By the thirteenth century glass making had become a well-established industry in Venice and on the island of Murano, where a large and important export trade was built up rapidly. The Venetians had found how to make a clear glass, cristallo, and were able to produce not only colorless pieces but others of pure gem-like tints. These various types of glass and the skill with which they were fashioned ensured a ready sale, and gave Venice an enduring fame. One of the techniques rediscovered shortly before 1650, lost since Egyptian and Roman times, was the embedding in clear glass of threads of white or colored glass, the former known as latticino; dishes, and other pieces were made with lace-like patterns of mathematical precision. Other types of decoration were with enamels painted on the surface and fired (similar to the painting of chinaware), gilding, and engraving. The white glass used in the making of latticino pieces was used sometimes to make complete pieces; their resemblance to porcelain was recognized and often led to confusion. It is recorded that about 1470 a white glass was the subject of experiments to imitate Chinese porcelain, and as late as 1730 the French scientist, Reaumur, was working on much the same fines.

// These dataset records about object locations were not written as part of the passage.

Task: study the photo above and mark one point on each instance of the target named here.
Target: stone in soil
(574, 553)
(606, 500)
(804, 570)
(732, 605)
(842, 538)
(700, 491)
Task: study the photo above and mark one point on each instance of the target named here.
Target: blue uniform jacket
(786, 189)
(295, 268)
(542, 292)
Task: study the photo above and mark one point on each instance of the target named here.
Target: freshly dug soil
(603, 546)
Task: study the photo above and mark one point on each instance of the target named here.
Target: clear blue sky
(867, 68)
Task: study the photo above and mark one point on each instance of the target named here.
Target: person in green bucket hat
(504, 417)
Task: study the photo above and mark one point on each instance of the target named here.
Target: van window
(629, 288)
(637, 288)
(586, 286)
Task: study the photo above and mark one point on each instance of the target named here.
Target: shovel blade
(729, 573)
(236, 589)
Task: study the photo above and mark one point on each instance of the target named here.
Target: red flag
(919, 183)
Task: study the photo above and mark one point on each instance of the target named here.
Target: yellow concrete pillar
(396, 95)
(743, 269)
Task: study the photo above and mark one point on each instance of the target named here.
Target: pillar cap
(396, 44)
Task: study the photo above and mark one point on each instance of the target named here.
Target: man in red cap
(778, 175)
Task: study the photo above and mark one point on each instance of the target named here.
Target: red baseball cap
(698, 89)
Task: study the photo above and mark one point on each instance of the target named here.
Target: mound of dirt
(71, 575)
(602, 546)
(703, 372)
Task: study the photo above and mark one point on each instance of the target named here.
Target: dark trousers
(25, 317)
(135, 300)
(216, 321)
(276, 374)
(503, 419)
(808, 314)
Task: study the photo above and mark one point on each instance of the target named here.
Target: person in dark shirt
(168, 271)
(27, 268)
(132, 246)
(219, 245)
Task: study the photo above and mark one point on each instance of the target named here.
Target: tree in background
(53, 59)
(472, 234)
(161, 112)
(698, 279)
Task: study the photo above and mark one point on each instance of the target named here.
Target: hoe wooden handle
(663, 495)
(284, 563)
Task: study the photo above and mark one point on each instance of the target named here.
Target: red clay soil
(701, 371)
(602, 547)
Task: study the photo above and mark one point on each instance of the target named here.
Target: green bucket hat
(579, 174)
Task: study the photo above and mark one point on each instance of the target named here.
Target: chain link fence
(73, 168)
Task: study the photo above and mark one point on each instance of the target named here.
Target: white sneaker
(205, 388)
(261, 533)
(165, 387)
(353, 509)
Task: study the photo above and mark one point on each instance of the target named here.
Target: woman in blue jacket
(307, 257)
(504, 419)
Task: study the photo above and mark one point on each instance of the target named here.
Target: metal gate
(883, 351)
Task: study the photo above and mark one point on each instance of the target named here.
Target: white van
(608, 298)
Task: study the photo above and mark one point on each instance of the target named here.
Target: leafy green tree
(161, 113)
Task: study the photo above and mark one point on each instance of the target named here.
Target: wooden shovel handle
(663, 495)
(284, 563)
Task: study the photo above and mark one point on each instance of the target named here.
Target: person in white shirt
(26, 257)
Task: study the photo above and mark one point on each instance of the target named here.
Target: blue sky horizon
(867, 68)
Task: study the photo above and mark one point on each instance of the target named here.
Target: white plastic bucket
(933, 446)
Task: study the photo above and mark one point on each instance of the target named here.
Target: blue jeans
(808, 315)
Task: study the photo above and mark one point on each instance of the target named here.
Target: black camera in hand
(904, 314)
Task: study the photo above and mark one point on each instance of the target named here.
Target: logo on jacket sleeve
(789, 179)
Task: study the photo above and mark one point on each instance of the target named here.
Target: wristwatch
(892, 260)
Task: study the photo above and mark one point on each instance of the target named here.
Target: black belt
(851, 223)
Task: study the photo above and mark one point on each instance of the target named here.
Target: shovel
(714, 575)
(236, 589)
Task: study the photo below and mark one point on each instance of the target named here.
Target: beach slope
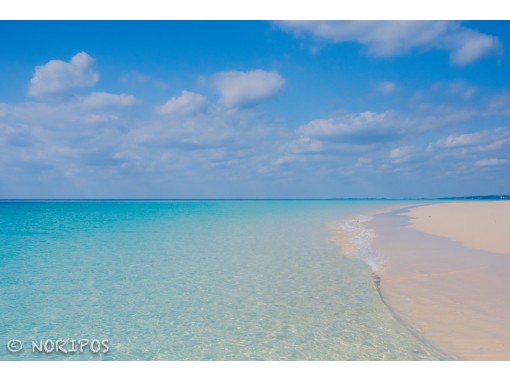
(447, 274)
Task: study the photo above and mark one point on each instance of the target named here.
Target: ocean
(193, 280)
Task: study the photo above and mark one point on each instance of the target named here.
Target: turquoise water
(193, 280)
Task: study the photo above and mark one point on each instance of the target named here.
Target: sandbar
(446, 274)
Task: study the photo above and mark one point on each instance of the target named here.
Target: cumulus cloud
(462, 89)
(386, 87)
(247, 88)
(3, 109)
(403, 154)
(185, 104)
(390, 38)
(104, 100)
(58, 76)
(361, 129)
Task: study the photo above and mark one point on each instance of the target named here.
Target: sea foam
(356, 238)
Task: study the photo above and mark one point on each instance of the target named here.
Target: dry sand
(482, 225)
(453, 289)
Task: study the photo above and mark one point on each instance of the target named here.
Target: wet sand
(457, 297)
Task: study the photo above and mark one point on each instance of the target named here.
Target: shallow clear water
(193, 280)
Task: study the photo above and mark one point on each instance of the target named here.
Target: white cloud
(360, 129)
(463, 89)
(238, 88)
(473, 139)
(492, 162)
(390, 38)
(105, 100)
(57, 76)
(185, 104)
(403, 154)
(386, 87)
(3, 109)
(469, 46)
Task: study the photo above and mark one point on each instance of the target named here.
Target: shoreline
(453, 295)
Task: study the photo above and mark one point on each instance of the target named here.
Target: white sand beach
(447, 275)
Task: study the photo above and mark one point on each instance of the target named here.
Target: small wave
(356, 240)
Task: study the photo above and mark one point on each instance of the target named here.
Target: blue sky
(254, 109)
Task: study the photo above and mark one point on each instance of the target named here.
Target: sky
(254, 109)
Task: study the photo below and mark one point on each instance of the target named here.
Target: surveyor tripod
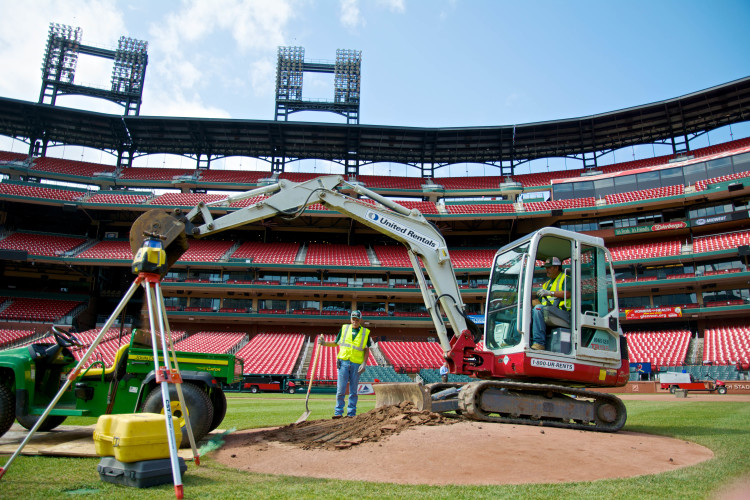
(165, 374)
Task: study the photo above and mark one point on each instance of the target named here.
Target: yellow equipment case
(134, 437)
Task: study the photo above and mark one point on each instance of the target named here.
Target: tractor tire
(7, 409)
(200, 409)
(50, 423)
(219, 401)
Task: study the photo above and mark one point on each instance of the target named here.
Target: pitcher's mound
(423, 448)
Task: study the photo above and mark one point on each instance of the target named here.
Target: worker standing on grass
(354, 343)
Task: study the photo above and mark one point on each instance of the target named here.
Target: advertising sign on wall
(654, 313)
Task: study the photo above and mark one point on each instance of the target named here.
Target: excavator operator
(552, 305)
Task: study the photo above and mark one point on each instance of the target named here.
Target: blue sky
(425, 63)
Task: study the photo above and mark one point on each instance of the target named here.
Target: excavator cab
(583, 342)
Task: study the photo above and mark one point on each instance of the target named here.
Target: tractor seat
(119, 364)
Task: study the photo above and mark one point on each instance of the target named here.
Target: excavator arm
(422, 239)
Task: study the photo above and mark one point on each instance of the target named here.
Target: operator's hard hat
(552, 261)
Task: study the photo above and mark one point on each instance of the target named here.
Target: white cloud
(394, 5)
(247, 32)
(350, 15)
(263, 77)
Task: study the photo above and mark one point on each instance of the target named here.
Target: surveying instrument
(150, 264)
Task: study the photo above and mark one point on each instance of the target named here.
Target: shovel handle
(315, 364)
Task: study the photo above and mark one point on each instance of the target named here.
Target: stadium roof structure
(686, 116)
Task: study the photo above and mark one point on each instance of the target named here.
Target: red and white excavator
(514, 383)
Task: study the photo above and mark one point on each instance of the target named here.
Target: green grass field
(724, 427)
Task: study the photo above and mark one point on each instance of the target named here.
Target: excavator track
(541, 404)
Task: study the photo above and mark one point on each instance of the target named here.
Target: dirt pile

The Venetian trade declined once the spread of knowledge had enabled glass-works to be set up in other countries, but production continued. Both colored and white glass was made throughout the eighteenth century and later, and chandeliers were introduced. These were often of large size, made of opaque glass tinted in pinks and blues and modeled with flowers, leaves and elaborate scrolls. Mirror-frames were made also in the same style.

Not only was domestic and ornamental glassware developed and exported in quantity by the Venetians, but during the greater part of the sixteenth and seventeenth centuries they were the principal makers of mirror-glass and their products were far ahead of those of their imitators. It must be remembered that the making of glass in Venice has been continuous for many hundreds of years, and the same designs have been reproduced there again and again. Many sixteenth and seventeenth-century pieces were copied in Victorian times and more recently, and the collector must guard against these copies as well as against deliberate forgeries.

There has been steady progress in the types of glasses that have evolved since ancient times. The Romans mastered the art of making glass of all the types known in later years, and subsequent techniques have been rediscoveries. The Roman Empire encouraged the glass-making industry but its falls declined the industry. Venice became the centre for making glasses in the thirteenth century.